Without charges or currents, his two star equations simplified beautifully:
-
\nabla \times \mathbf{E} = -\frac{\partial \mathbf{B}}{\partial t}(Faraday)
-
\nabla \times \mathbf{B} = \mu_0 \varepsilon_0 \frac{\partial \mathbf{E}}{\partial t}(Maxwell-Ampère)
Notice the beautiful symmetry? A changing magnetic field creates an electric field, and a changing electric field creates a magnetic field. They feed into each other.
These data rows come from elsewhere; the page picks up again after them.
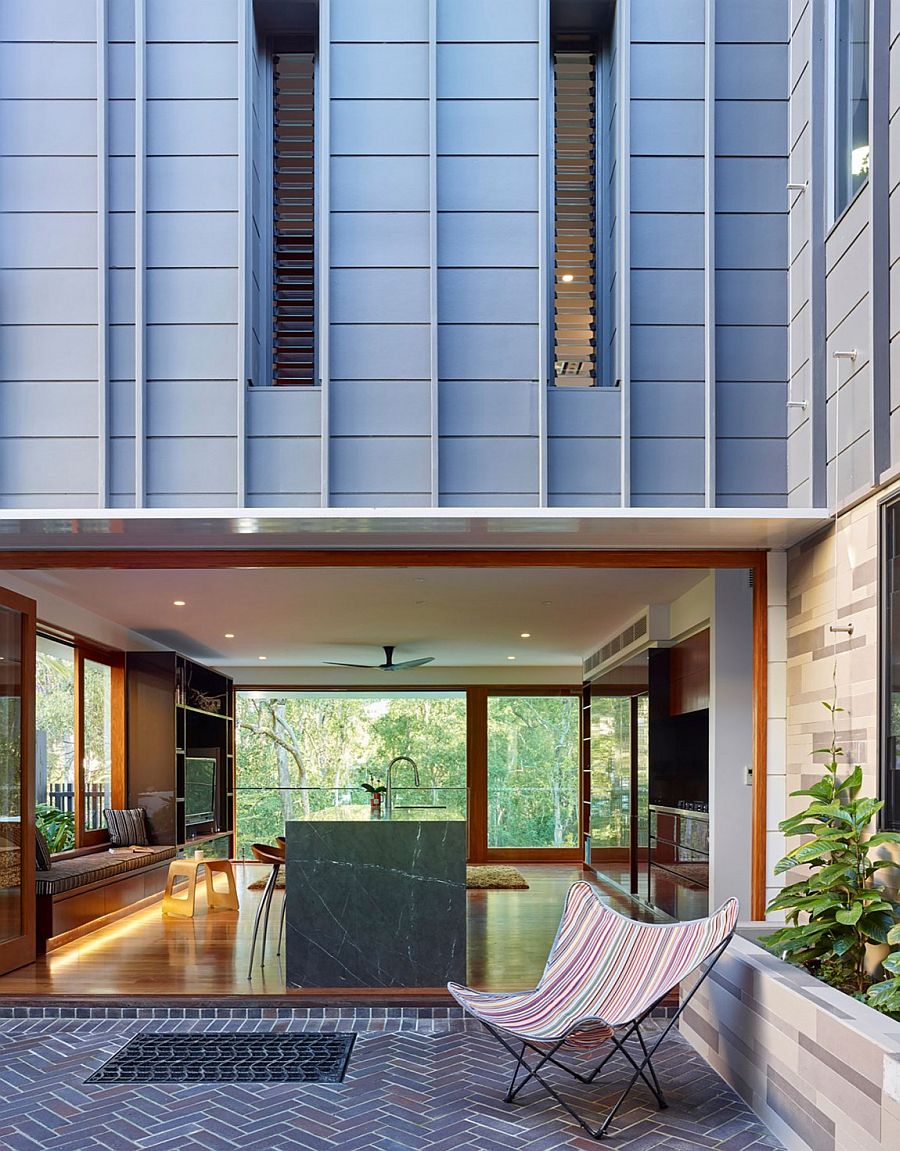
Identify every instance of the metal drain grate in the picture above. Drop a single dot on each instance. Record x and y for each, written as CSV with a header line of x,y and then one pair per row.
x,y
234,1057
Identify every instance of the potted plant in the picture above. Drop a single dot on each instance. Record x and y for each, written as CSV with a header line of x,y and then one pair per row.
x,y
836,912
376,790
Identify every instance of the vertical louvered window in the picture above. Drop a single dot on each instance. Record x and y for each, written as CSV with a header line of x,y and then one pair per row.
x,y
574,281
294,256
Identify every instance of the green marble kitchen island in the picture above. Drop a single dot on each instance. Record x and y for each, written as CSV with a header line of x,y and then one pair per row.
x,y
375,901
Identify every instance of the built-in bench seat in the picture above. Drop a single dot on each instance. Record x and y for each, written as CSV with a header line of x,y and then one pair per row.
x,y
83,892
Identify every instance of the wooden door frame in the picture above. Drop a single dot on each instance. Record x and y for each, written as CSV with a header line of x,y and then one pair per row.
x,y
21,950
206,558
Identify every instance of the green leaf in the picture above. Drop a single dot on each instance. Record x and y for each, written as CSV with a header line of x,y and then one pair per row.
x,y
849,915
853,780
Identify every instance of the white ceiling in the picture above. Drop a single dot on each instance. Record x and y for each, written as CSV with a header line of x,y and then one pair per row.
x,y
302,617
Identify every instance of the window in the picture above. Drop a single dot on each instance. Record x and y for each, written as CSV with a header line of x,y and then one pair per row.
x,y
890,747
79,764
851,99
294,218
574,202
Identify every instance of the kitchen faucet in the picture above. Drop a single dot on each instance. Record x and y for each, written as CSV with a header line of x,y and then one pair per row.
x,y
389,794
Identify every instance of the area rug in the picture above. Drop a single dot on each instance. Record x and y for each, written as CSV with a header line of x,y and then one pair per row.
x,y
495,876
158,1057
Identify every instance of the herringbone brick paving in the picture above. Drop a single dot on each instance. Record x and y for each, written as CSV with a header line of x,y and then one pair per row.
x,y
413,1084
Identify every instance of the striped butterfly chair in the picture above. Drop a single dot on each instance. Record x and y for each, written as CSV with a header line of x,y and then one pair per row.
x,y
604,976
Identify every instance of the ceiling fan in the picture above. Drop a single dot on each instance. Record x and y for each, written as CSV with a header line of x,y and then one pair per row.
x,y
388,665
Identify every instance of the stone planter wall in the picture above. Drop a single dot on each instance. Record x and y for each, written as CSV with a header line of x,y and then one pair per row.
x,y
821,1069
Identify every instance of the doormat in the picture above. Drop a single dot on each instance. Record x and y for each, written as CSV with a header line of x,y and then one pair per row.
x,y
231,1057
495,876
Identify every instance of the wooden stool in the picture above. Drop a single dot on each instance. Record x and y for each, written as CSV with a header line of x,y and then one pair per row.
x,y
216,899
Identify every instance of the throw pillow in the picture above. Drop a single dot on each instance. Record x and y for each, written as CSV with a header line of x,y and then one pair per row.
x,y
43,861
127,826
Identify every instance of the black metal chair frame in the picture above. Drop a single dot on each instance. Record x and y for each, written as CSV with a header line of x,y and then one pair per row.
x,y
633,1029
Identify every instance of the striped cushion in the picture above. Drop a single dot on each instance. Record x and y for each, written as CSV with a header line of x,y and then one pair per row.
x,y
604,970
127,826
68,875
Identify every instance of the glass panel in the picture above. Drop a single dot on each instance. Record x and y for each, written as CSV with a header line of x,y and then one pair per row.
x,y
610,770
305,754
10,776
851,99
533,771
98,742
54,752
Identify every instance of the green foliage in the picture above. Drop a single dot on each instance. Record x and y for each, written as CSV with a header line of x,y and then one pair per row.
x,y
56,826
836,909
885,996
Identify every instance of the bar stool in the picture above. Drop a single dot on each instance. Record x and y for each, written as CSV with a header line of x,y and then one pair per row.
x,y
274,855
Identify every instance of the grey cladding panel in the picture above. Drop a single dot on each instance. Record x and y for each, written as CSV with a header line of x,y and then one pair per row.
x,y
372,465
666,353
379,239
37,466
750,184
380,352
488,295
487,70
750,297
501,20
663,465
582,466
666,184
189,127
380,408
666,241
487,239
750,71
188,238
185,351
666,20
187,71
47,127
487,183
750,127
487,351
666,297
287,463
750,466
487,127
666,410
666,71
503,464
584,411
376,183
666,128
497,408
752,353
379,127
35,239
380,20
752,241
379,296
379,71
750,410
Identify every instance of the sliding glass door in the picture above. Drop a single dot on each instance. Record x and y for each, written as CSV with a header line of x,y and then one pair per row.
x,y
533,775
16,790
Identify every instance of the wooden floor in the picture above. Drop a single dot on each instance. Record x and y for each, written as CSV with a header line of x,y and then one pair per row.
x,y
149,954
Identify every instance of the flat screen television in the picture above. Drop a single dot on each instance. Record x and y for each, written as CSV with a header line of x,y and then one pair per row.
x,y
200,769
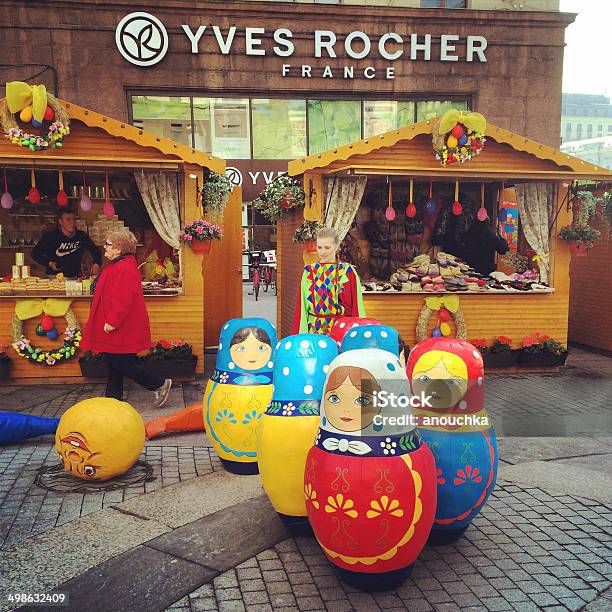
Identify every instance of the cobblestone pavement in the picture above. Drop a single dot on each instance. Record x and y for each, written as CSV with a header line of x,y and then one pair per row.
x,y
528,550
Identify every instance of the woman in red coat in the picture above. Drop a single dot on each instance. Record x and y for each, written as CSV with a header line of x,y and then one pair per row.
x,y
118,324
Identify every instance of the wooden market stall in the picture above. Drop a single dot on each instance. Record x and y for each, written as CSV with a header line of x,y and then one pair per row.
x,y
398,156
96,148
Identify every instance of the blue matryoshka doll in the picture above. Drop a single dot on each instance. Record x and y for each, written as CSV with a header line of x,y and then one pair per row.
x,y
457,428
239,391
290,423
380,336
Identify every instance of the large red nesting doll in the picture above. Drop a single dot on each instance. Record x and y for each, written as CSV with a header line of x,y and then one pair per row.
x,y
456,428
369,483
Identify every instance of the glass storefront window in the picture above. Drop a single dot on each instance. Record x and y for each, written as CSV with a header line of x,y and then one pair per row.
x,y
332,123
431,108
279,128
222,127
383,116
166,116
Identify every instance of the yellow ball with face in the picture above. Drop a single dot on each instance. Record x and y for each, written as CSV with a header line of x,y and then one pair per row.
x,y
99,438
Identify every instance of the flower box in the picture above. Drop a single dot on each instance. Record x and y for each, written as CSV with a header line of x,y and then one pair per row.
x,y
96,368
173,368
500,360
541,360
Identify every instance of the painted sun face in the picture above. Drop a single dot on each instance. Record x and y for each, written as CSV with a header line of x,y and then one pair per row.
x,y
99,438
78,459
349,408
446,389
251,354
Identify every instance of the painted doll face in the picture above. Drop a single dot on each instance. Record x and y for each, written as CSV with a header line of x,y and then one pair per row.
x,y
445,380
327,249
349,407
251,353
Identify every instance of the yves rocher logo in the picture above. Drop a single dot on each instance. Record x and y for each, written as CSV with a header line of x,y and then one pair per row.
x,y
141,39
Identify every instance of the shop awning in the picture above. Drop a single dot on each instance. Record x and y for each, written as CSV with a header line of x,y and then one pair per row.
x,y
96,140
408,151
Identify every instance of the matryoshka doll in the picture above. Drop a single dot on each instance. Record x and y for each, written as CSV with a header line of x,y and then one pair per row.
x,y
290,423
239,391
369,483
456,428
344,324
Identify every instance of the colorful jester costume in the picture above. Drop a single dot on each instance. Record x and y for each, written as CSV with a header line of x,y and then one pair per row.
x,y
327,291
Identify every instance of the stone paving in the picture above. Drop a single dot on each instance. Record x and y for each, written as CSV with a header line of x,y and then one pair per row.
x,y
528,550
520,555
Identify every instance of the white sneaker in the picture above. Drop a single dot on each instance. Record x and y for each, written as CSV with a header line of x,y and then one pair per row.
x,y
161,395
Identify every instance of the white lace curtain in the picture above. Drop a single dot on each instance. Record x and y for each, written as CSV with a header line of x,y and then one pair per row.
x,y
536,207
345,193
160,194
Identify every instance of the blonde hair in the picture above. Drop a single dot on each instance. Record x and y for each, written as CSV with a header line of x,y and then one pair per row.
x,y
453,363
124,241
329,232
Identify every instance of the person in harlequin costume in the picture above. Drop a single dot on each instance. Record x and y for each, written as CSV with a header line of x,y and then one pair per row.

To see what this loop creates, Maxwell took the curl (\nabla \times) of Faraday's Law:
\nabla \times (\nabla \times \mathbf{E}) = -\frac{\partial (\nabla \times \mathbf{B})}{\partial t}Using a standard calculus identity on the left side, and substituting his updated Ampère's Law into the right side, the equation perfectly unwinds into:
\nabla^2 \mathbf{E} = \mu_0 \varepsilon_0 \frac{\partial^2 \mathbf{E}}{\partial t^2}5. The Revelation: The Speed of Light
When Maxwell looked at that final equation, he recognized it immediately. In physics, the standard equation for any wave (like a sound wave or a ripple on a pond) traveling at a velocity v looks like this:
\nabla^2 \mathbf{E} = \frac{1}{v^2} \frac{\partial^2 \mathbf{E}}{\partial t^2}By comparing his derived equation to the standard wave equation, Maxwell saw that these electric and magnetic fields were creating a self-sustaining wave traveling through empty space at a very specific velocity:
v = \frac{1}{\sqrt{\mu_0 \varepsilon_0}}He knew the values of \mu_0 (from magnetic experiments with wires) and \varepsilon_0 (from electrostatic experiments with capacitors). When he multiplied them together and took the square root, the math spat out a number: 299,792,458 meters per second.
That number was already known to scientists of the time. It was the measured speed of light (c).
Through pure mathematical deduction—by fixing a calculus error in Ampère's Law—Maxwell proved that light is nothing more than an invisible, self-propagating wave of electricity and magnetism.